Sure enough, on my errand excursion this week, within less than two minutes riding my Vespa had elicited that same Huge Grin of Joy and Gratitude!

I walked into my first stop with my cute flowered helmet on, the woman behind the desk complimented me on it and asked, “What are you riding?” I pointed to my Vespa, and when she oohed and aahed, commenting on what a fun way it must be to get around town, I heard myself say, “Yeah but, this has been a crap year for me and my Vespa. I’ve hardly ridden it at all."

Yeah but. . .

Those two words qualify as one of life’s biggest killjoys.

Thank goodness for my practice of witnessing, because in that moment, I actually saw those words leave my mouth in a cartoon bubble, and I even felt like a cartoon character — one of those sad-sack, down-around-the-mouth mopey ones, an Eeyore. 

Suddenly I heard my dad’s voice saying, “What on earth are you belly aching about?"

That’s what he used to call it — belly aching. 

Don’t you love that?! I hadn’t thought about that expression in years, but whenever he said it, it made me smile and that smile just shut that belly aching right up! 
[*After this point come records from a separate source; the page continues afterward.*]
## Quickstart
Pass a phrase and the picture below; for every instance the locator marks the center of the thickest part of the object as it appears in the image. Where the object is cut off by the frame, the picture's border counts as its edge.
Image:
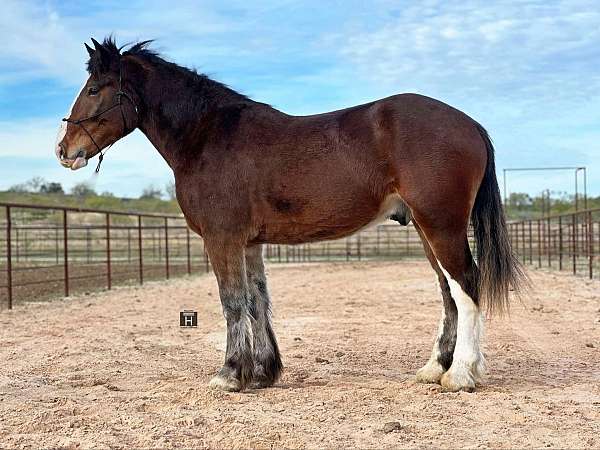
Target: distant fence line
(562, 242)
(53, 251)
(48, 252)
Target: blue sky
(528, 70)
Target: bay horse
(247, 174)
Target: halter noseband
(120, 93)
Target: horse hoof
(227, 384)
(430, 373)
(454, 381)
(261, 383)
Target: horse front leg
(267, 360)
(230, 269)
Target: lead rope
(120, 93)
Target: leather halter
(119, 103)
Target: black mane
(141, 50)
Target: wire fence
(47, 252)
(562, 242)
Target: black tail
(499, 269)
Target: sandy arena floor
(115, 370)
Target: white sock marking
(468, 330)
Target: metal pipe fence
(569, 242)
(47, 252)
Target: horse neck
(176, 108)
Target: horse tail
(499, 269)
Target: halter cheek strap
(119, 103)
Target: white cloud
(130, 165)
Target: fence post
(560, 244)
(524, 243)
(189, 257)
(590, 239)
(108, 267)
(574, 246)
(530, 245)
(141, 264)
(129, 243)
(539, 221)
(65, 253)
(167, 246)
(9, 257)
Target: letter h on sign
(188, 318)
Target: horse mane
(142, 50)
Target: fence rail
(563, 242)
(47, 252)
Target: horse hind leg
(456, 263)
(443, 347)
(267, 359)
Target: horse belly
(328, 222)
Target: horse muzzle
(78, 162)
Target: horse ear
(89, 49)
(103, 54)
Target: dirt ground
(115, 370)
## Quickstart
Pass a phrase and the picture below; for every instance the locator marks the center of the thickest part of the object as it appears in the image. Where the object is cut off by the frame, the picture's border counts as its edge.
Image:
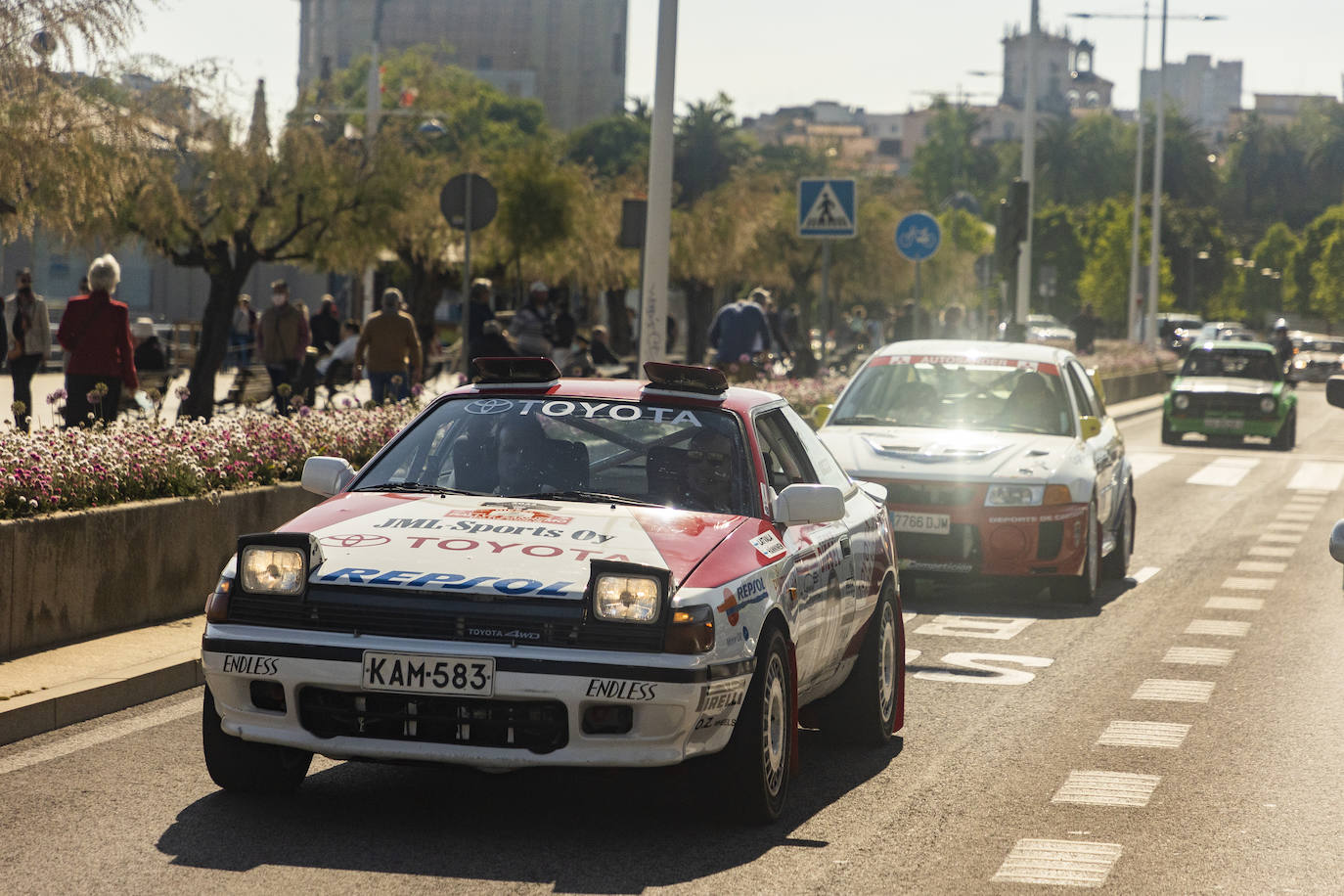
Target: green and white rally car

So, I looked it up in the Urban Dictionary. If you want a good smile, here’s the link: http://www.urbandictionary.com/define.php?term=bellyaching

For most of last month, I had had a persistent low-grade literal belly ache. I tried changing my diet, rigorously watching every bite of food that went into my mouth. The net result was that I lost weight I didn’t need to lose, and belly ached to anyone that would listen about how hungry and miserable I was, all the while my actual belly still ached. Not only that, most of my friends wanted to kill me!

This month, I decided that what needed healing was not my belly but my attitude. And sure enough, as my attitude began to change by practicing more joy around my food consumption, so did that ache.
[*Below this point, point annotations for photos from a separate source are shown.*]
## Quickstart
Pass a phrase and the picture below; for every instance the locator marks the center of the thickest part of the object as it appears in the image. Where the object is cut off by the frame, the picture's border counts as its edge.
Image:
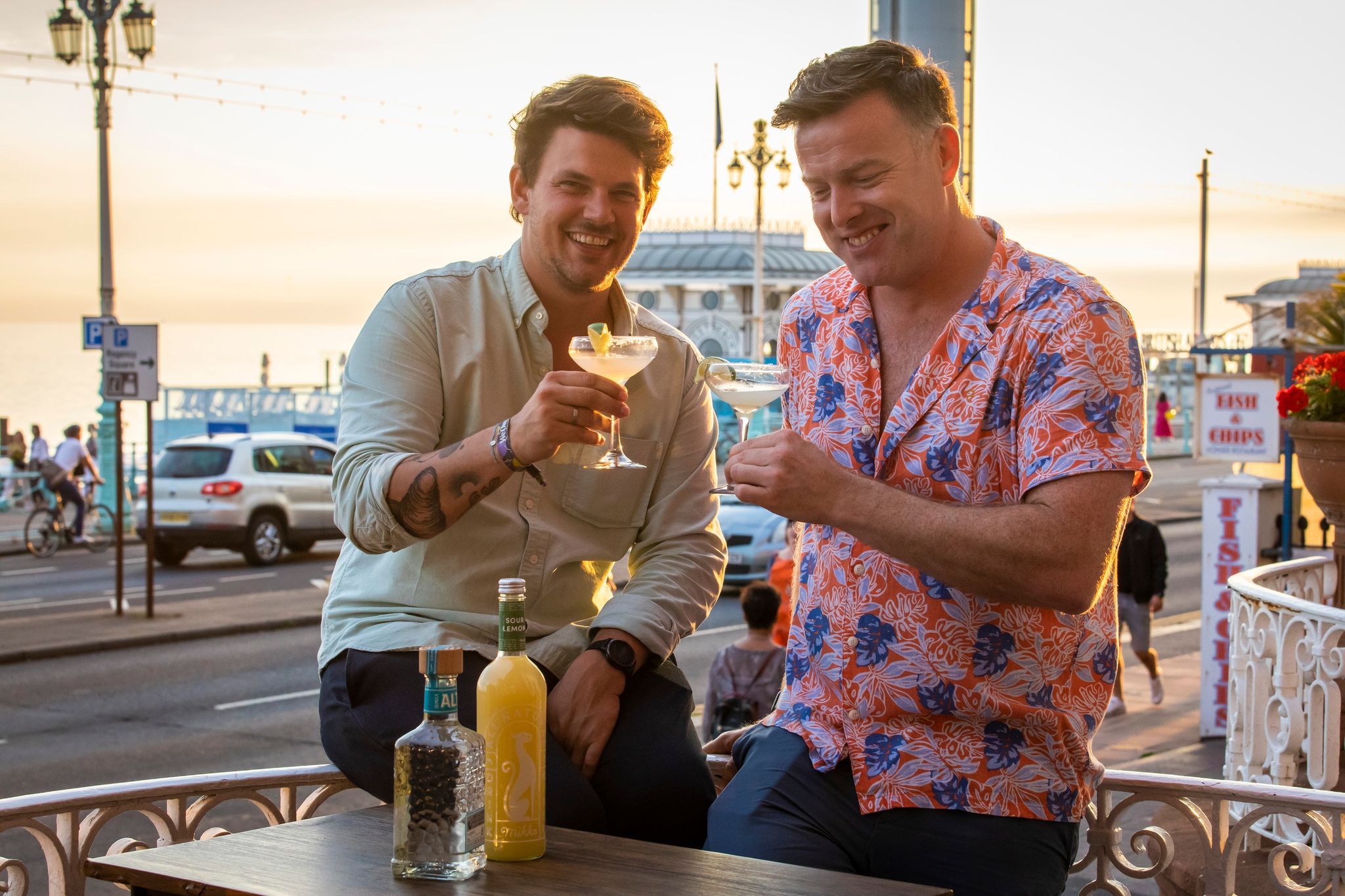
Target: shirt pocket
(613, 499)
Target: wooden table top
(351, 853)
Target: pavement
(1145, 738)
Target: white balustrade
(1285, 675)
(65, 822)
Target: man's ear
(948, 146)
(518, 190)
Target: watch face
(621, 653)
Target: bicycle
(47, 530)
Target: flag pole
(718, 139)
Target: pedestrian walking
(745, 675)
(15, 450)
(1162, 429)
(38, 450)
(1141, 582)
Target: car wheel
(265, 539)
(170, 555)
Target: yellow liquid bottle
(512, 716)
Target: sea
(46, 378)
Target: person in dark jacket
(1141, 584)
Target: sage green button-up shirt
(456, 350)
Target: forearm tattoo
(418, 511)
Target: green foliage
(1323, 320)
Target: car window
(322, 461)
(282, 458)
(190, 463)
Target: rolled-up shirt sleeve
(678, 558)
(391, 409)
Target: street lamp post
(759, 156)
(68, 37)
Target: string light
(244, 104)
(1281, 200)
(260, 86)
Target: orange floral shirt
(935, 696)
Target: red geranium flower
(1292, 399)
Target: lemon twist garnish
(600, 337)
(721, 368)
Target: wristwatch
(619, 653)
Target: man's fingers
(584, 379)
(591, 758)
(591, 398)
(584, 418)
As I stood there in that store and heard myself belly aching, I thought, Enough is Enough!

The wonderful thing about having a daily practice of joy in which I hold myself accountable to you, the readers of this blog, is that it forces me to show up for myself and others. 

Rabindrath Tagore wrote, “You can’t cross the sea merely by standing and staring at the water."
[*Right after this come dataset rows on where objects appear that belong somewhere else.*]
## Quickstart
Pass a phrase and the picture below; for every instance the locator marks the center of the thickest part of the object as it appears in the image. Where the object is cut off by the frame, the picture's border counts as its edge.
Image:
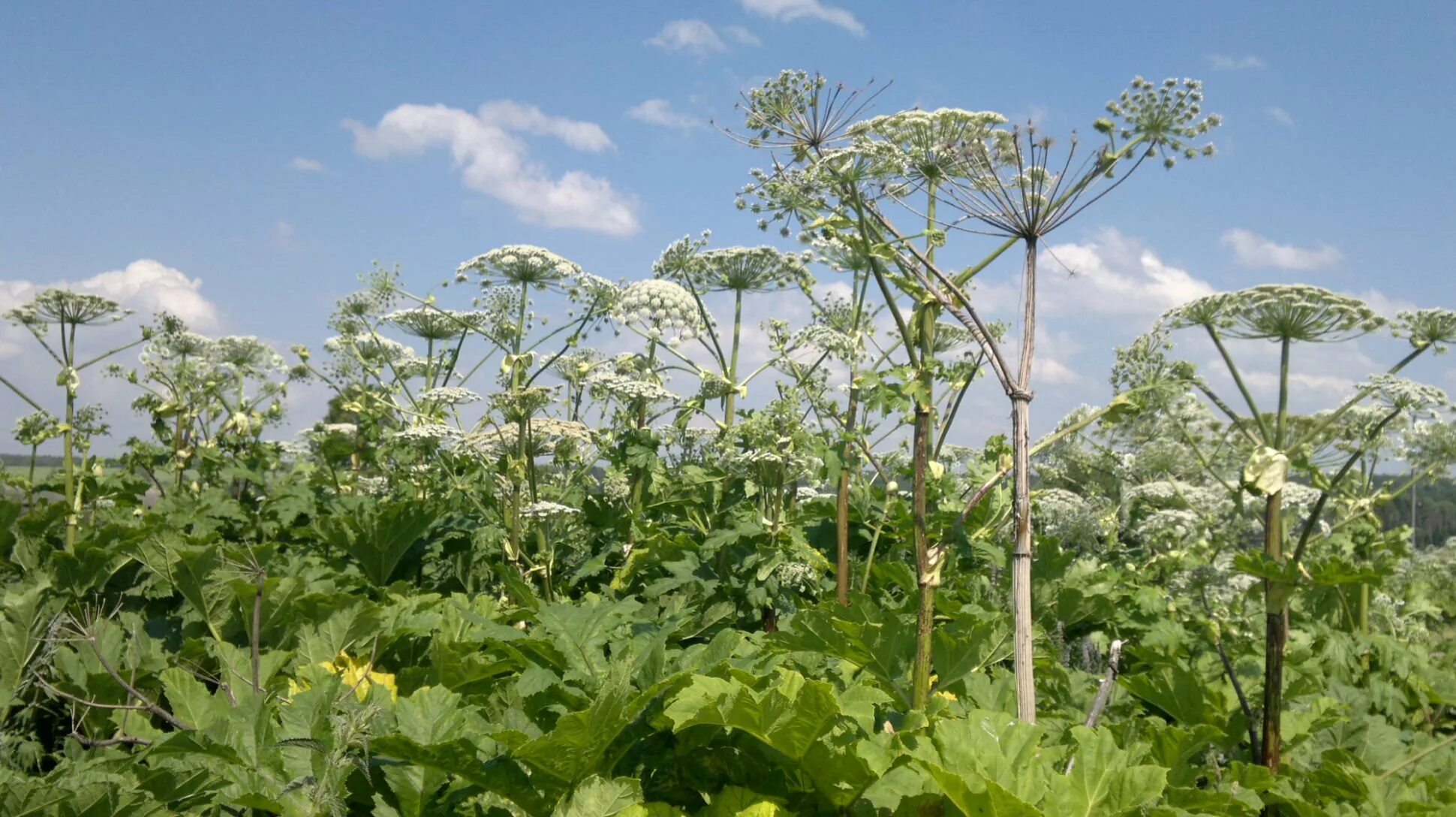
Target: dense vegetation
(661, 581)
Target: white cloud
(1226, 63)
(529, 119)
(742, 35)
(497, 162)
(145, 286)
(693, 37)
(790, 11)
(660, 113)
(1113, 276)
(1253, 249)
(1280, 116)
(286, 237)
(1053, 372)
(1385, 305)
(1330, 384)
(305, 165)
And you certainly can’t practice joy when you’re busy belly aching.

The fact is that we are what we do, and what we repeatedly do becomes the way in which we live our lives. That’s why it is so important to choose joy. . .repeatedly. I learned that from my dad, who not only taught me to stop belly aching, but taught me how -- through his own daily practice of joy!

I recently read that Yale psychology professor Marianne LaFrance has determined that if we see a happy face for even four milliseconds, it is enough to elicit a mini emotional high! 

So today, faced with my same massive To Do list that I’ve had all week, here’s what I plan to do. In a few minutes I am going to walk out the door with my wonderful dogs and take a beautiful walk. Then I am going to work a while — without belly aching — before I hop on my Vespa and run some more errands around town. 

And when those pesky voices in my head tempt me to rue all the  missed opportunities for riding my Vespa in the past or the fact that I only have one warm weather week left before leaving town for three months, I will silence them with my Vespa grin that sometimes leaves bugs in my teeth, but always creates joy in my heart.

And if that bug-filled grin elicits a mini emotional high in anyone I encounter today on the road or in a store, then hallelujah!

No more belly aching. Let’s all go out and practice some joy!